In this economy it is not uncommon for me to hear from clients about how the uncertainty scares them. “Will I have a job?” “How does the debt ceiling debate affect me?” “They say the recession is over, but it certainly doesn’t feel like it.” There are all quotes from my clients and every time I have given them the same advice: start an emergency savings account.
I recently started work with a couple. She is currently a stay-at-home mom and he is a member of the US Military. Once she gets a job it will most likely be with the government. This couple is one that would definitely be impacted if the government had a temporary shut down due to the inability to raise the debt ceiling in a timely manner. They expressed this concern and were already a step ahead of me when they said that they wanted to start an emergency savings.
But how much? This is actually super easy to answer. Every month you spend money on things that are wants and on things that are needs. I bet you already know the difference: Rent-need, Starbucks- want. There are some fuzzy areas: designer ice cream- want, fresh fruit- need.
This also includes bills that come due every month and cannot be deferred temporarily. These include minimum credit card payments, car insurance, renter’s or homeowner’s insurance, (any kind of insurance really) utilities, car loans, appliance loans, student loans (some of which can be deferred due to unemployment).
And then there are expenses that we couldn’t live without. For most of us not having a cell phone is not an option. But when you are in a place where you have to tap your emergency savings, it is up to you to find the cheapest plan possible. No longer can you have unlimited access to Bejeweled and your email. Now is the time to go to a minutes-only plan.
Also along that vein is your Internet. If you are using your emergency savings you need to switch to the cheapest plan or tell your Internet provider your situation. Most will temporarily switch you to an introductory rate to keep your business in hopes that in three months you can start paying the higher rate again on your current package.
So for my sweet government paid couple they need to cover rent, electricity, a car payment, car insurance, some medical insurance, groceries, Internet and cell phone.
Note that there is no mention of eating out, not even the occasional splurge. And the assumption is that they would be driving significantly less so there we added these numbers up and rounded to the nearest whole number to cover a few gallons of gas a week. No more than would be necessary to buy groceries and maybe drive to an interview or two.
Now the question is how many months of expenses you need to keep. This number can range from 3 months to a year’s worth depending upon the field you work in and the likelihood you’ll have in finding a job quickly.
For those of you in the arts and who are freelancers, 6 months minimum, 9 months is better. But for those of you in technology, 3 months is more than substantial. A year is for those whose job consistency is unreliable and who feel best having a larger cushion.
Now how to start saving. I recommended to my couple that they automatically get an amount deducted from their checking account every month when their paycheck comes in so they don’t have to worry about it.
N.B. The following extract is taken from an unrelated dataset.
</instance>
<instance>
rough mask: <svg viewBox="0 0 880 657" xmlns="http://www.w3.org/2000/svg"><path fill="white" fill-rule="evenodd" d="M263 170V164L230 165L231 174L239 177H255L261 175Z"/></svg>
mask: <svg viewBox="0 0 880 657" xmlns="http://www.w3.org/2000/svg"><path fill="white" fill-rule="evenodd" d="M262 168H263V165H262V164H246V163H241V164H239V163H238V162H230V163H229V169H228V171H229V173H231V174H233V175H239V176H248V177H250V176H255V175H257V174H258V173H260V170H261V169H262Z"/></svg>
By doing this using that money doesn’t even become an option.
I personally use Ally Bank, an online bank, which has a savings account with a 1.1% return. Dismal? Yes. Better than everywhere else? Hell yes.
Other good online banks include HSBC and ING Direct.
So now how to figure out how much to save each month. First, I think 3 years is a reasonable amount of time to build up an emergency savings. Within a year is the best, but let’s be reasonable about how many people can put away that kind of money in a year. If you could, you probably already have a savings account.
My favorite tool is an online calculator found here.
It looks like this:
A quick lesson: An ordinary annuity is a regular payment that happens at the beginning of a period. Your mortgage payment is an example of that. Any loan is an annuity. If you pay at the end of a period, it is an annuity due. Whatever. Back to the fun stuff…
In the “Nominal Rate” you put in your savings account rate. For me 1.1%
In the “Periods per Year” you put in 12. You are paying this monthly, right? Yes you are. Unless you are not listening to me. If you’re not and only doing this once every 3 months, put 4. Once every 6 months, put 2.
Now “Number of Years” and “Annuity Payment” this is where your experimentation takes place. For example, I’m trying to save $7500 for my emergency savings. I wanted to get it in 3 years. So I entered 3 into “Number of Years” and then I tried a bunch of different monthly payments. I learned that $205 per month would get me to $7500 in 3 years:
Luckily for me, a CD I didn’t know existed came due and I was able to have about $6000 to start saving on top of for my emergency savings.
So do yourself a big favor. Do the calculations, play with the calculator and get going on an emergency savings.
One final note, emergency savings are great for emergencies other than unemployment. I recently tapped into it to pay for some car repair so now I’m working to build it back up to my $7500 level.